Decrease in the population of rapacious birds due to lead ammunition poisoning
2022/03/22 Galarraga Aiestaran, Ana - Elhuyar Zientzia Iturria: Elhuyar aldizkaria
It is known that many predators die poisoned by eating animals killed by lead ammunition. Researchers at the University of Cambridge have focused on birds and have shown that, considering only ten species, 55,000 have been lost in Europe for this reason.
The research, published in the journal Science of The Total Environment, has shown the seriousness of the problem in large rapacious birds. In fact, they live for many years, have few pups a year and mature later than small birds, like eagles.
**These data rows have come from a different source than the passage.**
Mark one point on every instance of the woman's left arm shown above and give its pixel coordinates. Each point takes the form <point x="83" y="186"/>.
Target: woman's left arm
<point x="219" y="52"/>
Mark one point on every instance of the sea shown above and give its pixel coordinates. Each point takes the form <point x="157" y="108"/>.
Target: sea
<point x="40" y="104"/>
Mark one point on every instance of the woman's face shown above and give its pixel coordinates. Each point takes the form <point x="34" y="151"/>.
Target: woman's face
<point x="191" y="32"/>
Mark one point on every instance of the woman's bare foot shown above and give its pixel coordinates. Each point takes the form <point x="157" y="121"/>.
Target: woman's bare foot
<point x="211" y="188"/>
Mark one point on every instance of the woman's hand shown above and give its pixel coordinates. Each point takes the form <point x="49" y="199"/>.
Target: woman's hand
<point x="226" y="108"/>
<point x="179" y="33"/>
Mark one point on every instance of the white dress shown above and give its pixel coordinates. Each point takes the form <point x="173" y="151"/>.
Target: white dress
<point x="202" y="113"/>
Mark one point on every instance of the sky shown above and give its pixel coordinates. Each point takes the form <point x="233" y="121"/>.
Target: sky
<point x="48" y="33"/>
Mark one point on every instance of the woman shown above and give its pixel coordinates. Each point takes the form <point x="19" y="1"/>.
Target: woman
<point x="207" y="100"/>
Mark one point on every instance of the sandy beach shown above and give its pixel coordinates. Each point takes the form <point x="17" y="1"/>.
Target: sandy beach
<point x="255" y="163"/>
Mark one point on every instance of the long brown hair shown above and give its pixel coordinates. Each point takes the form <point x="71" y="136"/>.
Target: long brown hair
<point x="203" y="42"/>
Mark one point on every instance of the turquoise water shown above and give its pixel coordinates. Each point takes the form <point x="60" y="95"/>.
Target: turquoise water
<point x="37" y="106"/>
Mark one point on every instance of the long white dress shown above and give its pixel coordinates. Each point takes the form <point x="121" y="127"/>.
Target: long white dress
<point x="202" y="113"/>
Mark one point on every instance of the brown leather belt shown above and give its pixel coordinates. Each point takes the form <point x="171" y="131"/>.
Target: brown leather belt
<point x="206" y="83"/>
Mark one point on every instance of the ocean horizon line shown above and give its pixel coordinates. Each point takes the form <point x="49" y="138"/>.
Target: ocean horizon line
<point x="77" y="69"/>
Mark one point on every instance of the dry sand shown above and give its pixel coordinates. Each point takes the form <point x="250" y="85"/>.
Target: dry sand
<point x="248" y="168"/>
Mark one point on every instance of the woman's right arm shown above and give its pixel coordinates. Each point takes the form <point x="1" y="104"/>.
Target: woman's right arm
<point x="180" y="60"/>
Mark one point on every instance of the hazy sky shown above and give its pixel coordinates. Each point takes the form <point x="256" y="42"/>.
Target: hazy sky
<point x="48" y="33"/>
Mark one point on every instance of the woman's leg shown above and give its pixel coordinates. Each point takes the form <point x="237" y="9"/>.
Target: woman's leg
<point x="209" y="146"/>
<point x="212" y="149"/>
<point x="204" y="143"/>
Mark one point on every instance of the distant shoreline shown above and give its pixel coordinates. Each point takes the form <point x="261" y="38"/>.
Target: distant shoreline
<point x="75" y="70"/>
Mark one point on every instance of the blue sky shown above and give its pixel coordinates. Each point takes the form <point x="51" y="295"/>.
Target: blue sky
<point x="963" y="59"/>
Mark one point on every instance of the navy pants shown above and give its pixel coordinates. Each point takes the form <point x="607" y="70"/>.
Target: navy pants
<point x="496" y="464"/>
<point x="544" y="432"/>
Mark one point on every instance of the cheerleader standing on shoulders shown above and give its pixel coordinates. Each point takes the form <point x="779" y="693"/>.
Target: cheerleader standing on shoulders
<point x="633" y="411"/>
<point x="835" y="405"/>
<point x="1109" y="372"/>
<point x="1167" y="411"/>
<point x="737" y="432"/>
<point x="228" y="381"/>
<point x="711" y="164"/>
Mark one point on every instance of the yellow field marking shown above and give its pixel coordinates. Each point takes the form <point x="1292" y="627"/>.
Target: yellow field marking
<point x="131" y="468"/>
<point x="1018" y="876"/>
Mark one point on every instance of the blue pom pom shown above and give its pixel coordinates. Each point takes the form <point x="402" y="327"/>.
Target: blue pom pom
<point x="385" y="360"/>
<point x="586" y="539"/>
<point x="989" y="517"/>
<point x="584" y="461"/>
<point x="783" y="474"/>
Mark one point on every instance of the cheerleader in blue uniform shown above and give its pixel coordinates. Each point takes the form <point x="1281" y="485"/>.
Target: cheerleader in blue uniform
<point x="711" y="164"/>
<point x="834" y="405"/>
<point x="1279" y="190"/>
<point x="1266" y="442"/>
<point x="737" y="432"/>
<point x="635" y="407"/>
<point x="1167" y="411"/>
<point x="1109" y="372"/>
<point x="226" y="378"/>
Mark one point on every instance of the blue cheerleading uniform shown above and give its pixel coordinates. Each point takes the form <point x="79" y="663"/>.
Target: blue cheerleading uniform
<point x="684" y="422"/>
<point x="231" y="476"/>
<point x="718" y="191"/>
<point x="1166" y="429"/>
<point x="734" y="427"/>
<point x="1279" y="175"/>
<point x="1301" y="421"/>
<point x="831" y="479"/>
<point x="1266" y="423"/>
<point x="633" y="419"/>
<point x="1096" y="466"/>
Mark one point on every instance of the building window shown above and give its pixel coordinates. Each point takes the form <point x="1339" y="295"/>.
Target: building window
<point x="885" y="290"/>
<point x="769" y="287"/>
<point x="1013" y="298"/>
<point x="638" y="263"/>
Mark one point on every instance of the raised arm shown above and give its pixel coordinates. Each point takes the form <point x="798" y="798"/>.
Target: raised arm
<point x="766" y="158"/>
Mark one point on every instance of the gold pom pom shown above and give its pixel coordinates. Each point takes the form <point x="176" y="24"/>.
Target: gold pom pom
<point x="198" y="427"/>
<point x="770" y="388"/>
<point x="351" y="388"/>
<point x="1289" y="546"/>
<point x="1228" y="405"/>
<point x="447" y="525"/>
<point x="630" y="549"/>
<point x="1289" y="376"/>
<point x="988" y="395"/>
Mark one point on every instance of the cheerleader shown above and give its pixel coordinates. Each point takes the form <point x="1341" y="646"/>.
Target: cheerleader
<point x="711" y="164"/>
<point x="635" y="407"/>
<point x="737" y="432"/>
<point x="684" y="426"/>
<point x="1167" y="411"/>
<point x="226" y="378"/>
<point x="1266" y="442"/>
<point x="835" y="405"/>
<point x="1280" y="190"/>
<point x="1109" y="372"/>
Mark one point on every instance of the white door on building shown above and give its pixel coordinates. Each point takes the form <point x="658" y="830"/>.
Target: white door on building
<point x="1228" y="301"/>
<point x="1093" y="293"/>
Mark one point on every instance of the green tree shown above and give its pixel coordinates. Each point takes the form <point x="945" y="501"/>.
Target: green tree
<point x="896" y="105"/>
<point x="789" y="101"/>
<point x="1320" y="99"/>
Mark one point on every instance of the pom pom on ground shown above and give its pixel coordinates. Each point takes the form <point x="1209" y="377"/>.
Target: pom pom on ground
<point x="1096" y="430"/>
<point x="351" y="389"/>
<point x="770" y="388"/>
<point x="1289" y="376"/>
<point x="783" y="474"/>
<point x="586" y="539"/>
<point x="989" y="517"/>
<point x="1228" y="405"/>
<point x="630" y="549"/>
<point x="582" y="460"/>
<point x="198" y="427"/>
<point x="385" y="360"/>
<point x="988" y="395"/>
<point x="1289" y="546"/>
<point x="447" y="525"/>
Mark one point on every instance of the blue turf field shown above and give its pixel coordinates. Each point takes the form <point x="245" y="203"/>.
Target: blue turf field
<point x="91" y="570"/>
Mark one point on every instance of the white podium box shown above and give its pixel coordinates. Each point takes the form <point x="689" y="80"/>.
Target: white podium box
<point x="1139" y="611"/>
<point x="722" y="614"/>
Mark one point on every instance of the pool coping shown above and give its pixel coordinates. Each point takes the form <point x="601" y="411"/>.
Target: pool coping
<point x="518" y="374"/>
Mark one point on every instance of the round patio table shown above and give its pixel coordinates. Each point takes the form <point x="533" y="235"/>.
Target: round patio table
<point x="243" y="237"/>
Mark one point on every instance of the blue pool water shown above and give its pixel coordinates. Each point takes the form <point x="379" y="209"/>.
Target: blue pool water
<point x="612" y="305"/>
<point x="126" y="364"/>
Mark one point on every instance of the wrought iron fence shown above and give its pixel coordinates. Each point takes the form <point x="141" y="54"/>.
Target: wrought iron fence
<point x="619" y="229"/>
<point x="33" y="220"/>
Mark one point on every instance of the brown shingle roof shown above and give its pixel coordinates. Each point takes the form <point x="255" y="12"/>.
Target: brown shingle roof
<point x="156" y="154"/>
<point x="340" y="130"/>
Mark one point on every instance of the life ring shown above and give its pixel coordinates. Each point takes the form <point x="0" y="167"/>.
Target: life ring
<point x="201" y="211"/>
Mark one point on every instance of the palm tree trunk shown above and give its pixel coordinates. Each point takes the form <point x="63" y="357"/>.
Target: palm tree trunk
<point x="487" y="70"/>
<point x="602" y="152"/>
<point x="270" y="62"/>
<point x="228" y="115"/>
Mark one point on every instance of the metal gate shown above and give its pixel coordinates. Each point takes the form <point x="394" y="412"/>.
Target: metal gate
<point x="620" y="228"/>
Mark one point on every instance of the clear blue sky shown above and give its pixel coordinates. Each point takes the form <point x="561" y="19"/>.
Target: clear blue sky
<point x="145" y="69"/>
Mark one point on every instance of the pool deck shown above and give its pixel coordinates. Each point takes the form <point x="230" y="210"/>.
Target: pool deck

By measuring the lead levels of livers of birds found dead in 12 European countries, a 6% reduction is obtained for all species. In addition, they have developed a ranking by species. Thus, the Rabbi Marine Eagle (Haliaeetus albifa) is the most affected, since its population is 14.4% lower than if lead did not die poisoned. It follows the real eagle (Aquila chrysaetos) with a loss of 13.2% and the leonate vulture (Gyps fulvus) with 12.1%.
Among them are the common azor (Accipiter gentilis) with 6%, the Gypaetus barbatus (Gypaetus) with 4% and the real milano (Milvus milvus) and the ash (Circus aeruginosus) with a 3% reduction.
However, in some species, although the percentages are not so high, losses are very high. One example of this is the Bastoncillo (Buteo buteo), whose reduction is 1.5%, but which, as it is widespread, is a total decrease of 22,000 adults.
In the European Union and the United Kingdom, a ban on lead ammunition is being considered, but hunters disagree. For the time being, only two countries have banned lead pellets: [Denmark and the Netherlands]. The main author of the study points out that there is no alternative but to halt the reduction of rapacious birds, but that firm decisions must be taken and strict rules must be established to protect predators, preventing deterioration of the environment and poisoning.